On Saturday we took a walk around Church Island. This is a rocky Scot’s pine and beech woodland which falls roundly towards the sea, just below Menai Bridge which separates the island of Anglesey from the Welsh mainland. Showers pause and pass and the sun shines through the beech trunks to the orange carpet they have laid below. Chaffinch flocks rise to the boughs like the leaves in reverse, jays scream from the treetops.
Suddenly, a clatter of claws on bark accompanies a red blur skittering up a tree. Our eyes drawn, another manifests beneath, less startled by our presence, alert but continuing in its autumn task of gathering and bequeathing beech mast to the earth. The first leaps and soars from tree to tree, chuting down branches and making its way far away into the woodland, at home in a dimension we can not navigate. We stand motionless and watch the second forage its way steadily out of sight in fits and starts, burrows and bounds, scrabbles, scampers and scarpers.
This is the first time I have watched – as opposed to glimpsed – our native red squirrels in a wild setting.
The next day, we are treated to three more foraging beside the Straits at Plas Newydd, a National Trust property further along the coast. One is a darker morph who draws the aggression of another, larger red. They take to a tree, tails flailing in their wake, and play a game of cat and mouse around the bole, each facing earth or air but sliding sideways crab-like to flee or follow, to gain or lose sight of the other. The tension settles when the darker squirrel shoots higher, soon to return to the manicured grass to forage unhindered a little distance apart. Two more squirrels are startled and sent skywards up into the canopies as we look out over the wall separating the property from the Straits below.

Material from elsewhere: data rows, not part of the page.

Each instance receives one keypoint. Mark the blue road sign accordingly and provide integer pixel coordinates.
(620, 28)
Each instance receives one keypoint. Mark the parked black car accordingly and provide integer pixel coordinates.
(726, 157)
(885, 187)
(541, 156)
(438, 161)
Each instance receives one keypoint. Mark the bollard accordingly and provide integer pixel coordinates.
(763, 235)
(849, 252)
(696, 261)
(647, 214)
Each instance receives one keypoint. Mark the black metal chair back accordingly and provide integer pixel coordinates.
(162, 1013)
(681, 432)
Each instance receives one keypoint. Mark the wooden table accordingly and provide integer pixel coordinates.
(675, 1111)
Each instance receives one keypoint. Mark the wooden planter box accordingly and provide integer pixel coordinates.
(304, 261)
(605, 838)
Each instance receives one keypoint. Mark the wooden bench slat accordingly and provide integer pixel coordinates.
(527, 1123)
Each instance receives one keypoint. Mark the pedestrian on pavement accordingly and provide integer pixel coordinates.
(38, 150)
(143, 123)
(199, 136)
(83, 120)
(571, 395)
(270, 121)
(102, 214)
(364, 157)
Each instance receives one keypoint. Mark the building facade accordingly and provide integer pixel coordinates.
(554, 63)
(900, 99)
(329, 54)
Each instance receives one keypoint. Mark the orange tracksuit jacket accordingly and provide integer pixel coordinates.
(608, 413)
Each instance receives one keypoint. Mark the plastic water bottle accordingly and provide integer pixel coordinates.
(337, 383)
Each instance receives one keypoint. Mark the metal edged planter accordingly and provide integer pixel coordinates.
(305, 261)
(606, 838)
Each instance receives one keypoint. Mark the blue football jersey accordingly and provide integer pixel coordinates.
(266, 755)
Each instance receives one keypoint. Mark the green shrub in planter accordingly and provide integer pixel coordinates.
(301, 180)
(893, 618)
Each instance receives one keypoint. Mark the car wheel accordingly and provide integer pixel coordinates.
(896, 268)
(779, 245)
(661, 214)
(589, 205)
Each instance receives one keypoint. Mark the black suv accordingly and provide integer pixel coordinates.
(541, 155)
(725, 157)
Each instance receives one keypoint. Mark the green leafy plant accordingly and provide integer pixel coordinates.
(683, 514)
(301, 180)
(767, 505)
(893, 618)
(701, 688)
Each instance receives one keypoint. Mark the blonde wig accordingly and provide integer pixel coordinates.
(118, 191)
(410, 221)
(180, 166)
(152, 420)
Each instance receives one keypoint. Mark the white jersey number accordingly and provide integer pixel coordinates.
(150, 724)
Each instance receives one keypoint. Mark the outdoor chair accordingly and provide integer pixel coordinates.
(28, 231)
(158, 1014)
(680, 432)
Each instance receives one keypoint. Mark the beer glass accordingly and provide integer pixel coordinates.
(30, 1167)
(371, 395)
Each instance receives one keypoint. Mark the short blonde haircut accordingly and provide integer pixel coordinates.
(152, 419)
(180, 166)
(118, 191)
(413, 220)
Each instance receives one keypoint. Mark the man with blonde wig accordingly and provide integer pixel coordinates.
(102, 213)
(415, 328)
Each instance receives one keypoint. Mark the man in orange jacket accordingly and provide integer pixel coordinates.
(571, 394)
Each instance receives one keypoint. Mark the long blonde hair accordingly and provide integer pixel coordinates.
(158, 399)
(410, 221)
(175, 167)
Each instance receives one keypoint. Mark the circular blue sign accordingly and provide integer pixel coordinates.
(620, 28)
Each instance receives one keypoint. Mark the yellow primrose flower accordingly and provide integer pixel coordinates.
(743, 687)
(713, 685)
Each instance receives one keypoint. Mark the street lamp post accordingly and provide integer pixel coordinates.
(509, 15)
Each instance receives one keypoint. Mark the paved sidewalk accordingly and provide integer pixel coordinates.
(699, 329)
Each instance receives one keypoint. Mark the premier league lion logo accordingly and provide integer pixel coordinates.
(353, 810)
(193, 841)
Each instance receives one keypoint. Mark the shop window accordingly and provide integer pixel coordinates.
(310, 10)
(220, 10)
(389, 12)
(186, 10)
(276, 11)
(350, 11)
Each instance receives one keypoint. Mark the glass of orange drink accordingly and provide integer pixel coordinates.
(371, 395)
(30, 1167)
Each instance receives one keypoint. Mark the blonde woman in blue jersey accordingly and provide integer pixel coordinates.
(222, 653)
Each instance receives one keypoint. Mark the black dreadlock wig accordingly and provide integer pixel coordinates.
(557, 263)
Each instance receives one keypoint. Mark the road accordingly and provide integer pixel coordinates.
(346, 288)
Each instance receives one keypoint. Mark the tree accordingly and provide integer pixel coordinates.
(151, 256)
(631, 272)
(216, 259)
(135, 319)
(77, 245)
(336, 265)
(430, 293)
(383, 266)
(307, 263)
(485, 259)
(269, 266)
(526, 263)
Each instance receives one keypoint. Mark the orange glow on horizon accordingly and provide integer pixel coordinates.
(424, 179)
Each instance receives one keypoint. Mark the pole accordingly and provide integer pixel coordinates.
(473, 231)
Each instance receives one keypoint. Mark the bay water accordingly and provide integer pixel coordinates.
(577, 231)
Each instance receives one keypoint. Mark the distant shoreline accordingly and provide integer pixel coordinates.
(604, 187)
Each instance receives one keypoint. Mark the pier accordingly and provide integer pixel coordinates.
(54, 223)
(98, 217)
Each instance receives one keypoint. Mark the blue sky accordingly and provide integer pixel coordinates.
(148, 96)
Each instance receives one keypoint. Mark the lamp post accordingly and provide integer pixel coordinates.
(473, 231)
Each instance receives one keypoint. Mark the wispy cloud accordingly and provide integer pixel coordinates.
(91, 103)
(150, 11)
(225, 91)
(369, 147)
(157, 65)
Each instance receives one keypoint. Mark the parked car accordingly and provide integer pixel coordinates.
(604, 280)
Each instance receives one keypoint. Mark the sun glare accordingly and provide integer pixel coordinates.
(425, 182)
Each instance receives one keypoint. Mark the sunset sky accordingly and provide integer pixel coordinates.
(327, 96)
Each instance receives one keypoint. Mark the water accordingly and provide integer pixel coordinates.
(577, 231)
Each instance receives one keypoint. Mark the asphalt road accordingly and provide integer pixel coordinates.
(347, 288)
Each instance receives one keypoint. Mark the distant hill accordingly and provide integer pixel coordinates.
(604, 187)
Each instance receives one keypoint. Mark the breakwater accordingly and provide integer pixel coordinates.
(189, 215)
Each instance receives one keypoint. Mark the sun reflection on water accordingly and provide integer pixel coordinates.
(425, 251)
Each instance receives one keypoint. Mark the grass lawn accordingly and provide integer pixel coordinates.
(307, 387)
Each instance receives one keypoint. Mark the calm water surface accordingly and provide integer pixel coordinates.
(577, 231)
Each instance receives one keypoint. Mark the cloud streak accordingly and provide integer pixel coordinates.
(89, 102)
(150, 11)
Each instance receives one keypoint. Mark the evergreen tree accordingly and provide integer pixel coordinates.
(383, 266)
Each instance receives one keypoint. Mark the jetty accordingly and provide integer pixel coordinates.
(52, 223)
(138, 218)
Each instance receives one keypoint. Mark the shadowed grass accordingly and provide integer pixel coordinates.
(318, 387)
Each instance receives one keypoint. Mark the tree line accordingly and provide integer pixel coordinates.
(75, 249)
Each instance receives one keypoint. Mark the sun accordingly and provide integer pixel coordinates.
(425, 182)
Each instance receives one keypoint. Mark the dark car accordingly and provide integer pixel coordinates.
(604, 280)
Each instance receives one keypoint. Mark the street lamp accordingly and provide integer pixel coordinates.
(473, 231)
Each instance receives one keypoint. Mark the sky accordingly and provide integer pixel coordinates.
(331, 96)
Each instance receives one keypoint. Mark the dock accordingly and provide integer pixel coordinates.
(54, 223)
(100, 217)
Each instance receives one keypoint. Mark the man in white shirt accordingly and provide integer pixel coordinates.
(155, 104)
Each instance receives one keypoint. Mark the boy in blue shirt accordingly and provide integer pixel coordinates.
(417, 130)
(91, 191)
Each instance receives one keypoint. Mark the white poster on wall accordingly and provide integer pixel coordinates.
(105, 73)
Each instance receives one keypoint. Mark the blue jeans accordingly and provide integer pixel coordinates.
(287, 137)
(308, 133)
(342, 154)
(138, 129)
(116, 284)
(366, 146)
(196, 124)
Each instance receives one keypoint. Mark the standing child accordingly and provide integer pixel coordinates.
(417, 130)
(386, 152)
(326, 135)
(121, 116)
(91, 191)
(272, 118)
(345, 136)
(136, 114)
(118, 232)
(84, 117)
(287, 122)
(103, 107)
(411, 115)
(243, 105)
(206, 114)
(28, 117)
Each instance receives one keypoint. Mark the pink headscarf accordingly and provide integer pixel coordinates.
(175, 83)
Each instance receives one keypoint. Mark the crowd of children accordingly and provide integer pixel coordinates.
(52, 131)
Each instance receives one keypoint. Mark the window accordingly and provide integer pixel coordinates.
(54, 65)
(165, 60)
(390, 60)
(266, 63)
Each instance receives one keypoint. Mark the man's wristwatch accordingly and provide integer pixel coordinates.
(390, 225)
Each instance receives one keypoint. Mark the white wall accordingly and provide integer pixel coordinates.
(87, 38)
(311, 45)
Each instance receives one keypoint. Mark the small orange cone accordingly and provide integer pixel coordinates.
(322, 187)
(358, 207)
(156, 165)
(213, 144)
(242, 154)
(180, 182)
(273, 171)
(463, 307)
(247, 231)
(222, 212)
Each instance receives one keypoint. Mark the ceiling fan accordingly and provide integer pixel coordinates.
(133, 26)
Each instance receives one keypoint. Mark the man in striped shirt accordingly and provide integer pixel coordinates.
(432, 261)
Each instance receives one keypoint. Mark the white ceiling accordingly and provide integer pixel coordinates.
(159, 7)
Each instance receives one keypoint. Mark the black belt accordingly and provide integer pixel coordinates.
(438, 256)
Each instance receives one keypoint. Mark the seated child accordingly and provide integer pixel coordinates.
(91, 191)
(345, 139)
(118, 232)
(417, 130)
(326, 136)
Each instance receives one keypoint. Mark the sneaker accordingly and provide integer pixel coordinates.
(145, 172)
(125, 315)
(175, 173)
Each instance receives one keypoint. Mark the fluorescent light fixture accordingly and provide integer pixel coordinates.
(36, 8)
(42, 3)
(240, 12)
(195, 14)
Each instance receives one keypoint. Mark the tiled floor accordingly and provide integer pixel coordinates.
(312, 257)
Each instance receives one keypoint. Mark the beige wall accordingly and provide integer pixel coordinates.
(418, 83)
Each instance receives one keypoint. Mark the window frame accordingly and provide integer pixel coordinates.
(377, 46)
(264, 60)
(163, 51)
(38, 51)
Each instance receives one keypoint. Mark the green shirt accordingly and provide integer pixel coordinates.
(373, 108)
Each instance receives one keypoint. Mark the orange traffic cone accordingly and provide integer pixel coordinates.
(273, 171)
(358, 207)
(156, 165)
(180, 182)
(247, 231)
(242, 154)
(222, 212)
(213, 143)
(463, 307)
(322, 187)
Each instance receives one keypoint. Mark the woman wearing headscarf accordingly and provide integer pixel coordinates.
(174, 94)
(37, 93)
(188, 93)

The red squirrels are smaller than the greys but they look rounder, softer, longer in fact. We watched them come to a comical pause, paws outstretched as though skidding to a halt, with a look of a disaster near-averted, before scampering on to the next nut or seed. The tufts above their ears are delightful, their white bellies immaculate. A lifetime spent with greys is no preparation for the pleasure of watching the native species which is now so threatened.
Anglesey is a great place to visit. Fullstop. But especially it is a great place to see red squirrels in the wild. The Red Squirrels Wales project are doing excellent work in protecting and expanding the range of this species and there are several woodlands where you have a good chance of seeing them. Autumn is also a perfect time of year to go looking – the leaves are thin and the squirrels busy on the forest floor preparing their winter hoards.